The etiology of YNS is still unknown. Lymphatic impairment, which could be innate or acquired, may explain the clinical symptoms. Microvasculopathy is another condition with increased capillary permeability that could also cause clinically-similar disorders. 13 A typical characteristic feature of MM is the production of a monoclonal immunoglobulin that could induce or aggravate lymphatic impairment or disrupt the microvascular environment through abnormal angiogenesis and plasma cell infiltration into the organs. 14 This could explain the remarkable relief of clinical symptoms after chemotherapy in our patient, and we hope that clinical trials evaluating this therapy can be performed in the future.
Conclusion
YNS is rare, and very little information regarding YNS associated with MM has been reported. The etiology of YNS remains unknown. Treating the underlying disease may help prevent or relieve the clinical signs of YNS.15,16
Supplemental Material
sj-pdf-1-imr-10.1177_03000605211063313 - Supplemental material for Respiratory manifestation of yellow nail syndrome: a case report and literature review
Supplemental material, sj-pdf-1-imr-10.1177_03000605211063313 for Respiratory manifestation of yellow nail syndrome: a case report and literature review by Shan Xu and Xiaohong Wu in Journal of International Medical Research
Footnotes
Acknowledgements
We thank Xiaoling Xu from Sir Run Run Shaw Hospital, Medical School of Zhejiang University for participating in discussions and critically revising this report for important intellectual content.

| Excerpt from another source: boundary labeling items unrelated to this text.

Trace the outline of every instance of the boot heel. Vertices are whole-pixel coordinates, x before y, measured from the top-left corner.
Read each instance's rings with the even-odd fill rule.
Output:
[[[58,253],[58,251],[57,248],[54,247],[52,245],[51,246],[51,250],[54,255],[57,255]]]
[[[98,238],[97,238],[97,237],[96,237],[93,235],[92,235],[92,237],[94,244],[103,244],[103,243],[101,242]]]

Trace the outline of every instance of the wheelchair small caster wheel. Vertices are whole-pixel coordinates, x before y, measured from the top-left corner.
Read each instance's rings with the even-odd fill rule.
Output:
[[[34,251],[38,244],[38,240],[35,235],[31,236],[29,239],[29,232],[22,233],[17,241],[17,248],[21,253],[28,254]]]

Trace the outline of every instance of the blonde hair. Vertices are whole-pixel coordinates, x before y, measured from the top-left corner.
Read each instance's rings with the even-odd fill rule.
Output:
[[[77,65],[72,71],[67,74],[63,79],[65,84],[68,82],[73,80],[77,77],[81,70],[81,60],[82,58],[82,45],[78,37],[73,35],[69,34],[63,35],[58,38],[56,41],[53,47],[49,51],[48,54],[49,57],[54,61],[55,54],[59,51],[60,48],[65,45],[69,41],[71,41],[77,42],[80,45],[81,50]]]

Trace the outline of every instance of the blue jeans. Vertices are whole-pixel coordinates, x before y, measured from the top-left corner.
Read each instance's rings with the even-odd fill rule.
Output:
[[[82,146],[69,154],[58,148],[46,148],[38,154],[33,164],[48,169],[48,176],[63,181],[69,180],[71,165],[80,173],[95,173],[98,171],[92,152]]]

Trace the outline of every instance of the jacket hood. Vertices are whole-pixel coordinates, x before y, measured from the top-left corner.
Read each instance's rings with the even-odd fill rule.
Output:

Declaration of conflicting interest
The authors declare that there is no conflict of interest.
Ethics statement
Ethical approval was not required by our institution because we treated the patient according to an established regimen. The patient’s records were obtained during routine clinical treatment, which did not affect his privacy or health. Written informed consent was obtained from the patient for the treatment and publication of this case report and any accompanying images.
Funding
The authors disclosed receipt of the following financial support for the research, authorship, and publication of this article: This study was supported by a research grant (2020KY591) from the Medical and Health Research Project of Zhejiang Province and a grant (LQ18H010001) from the Natural Science Foundation of Zhejiang Province.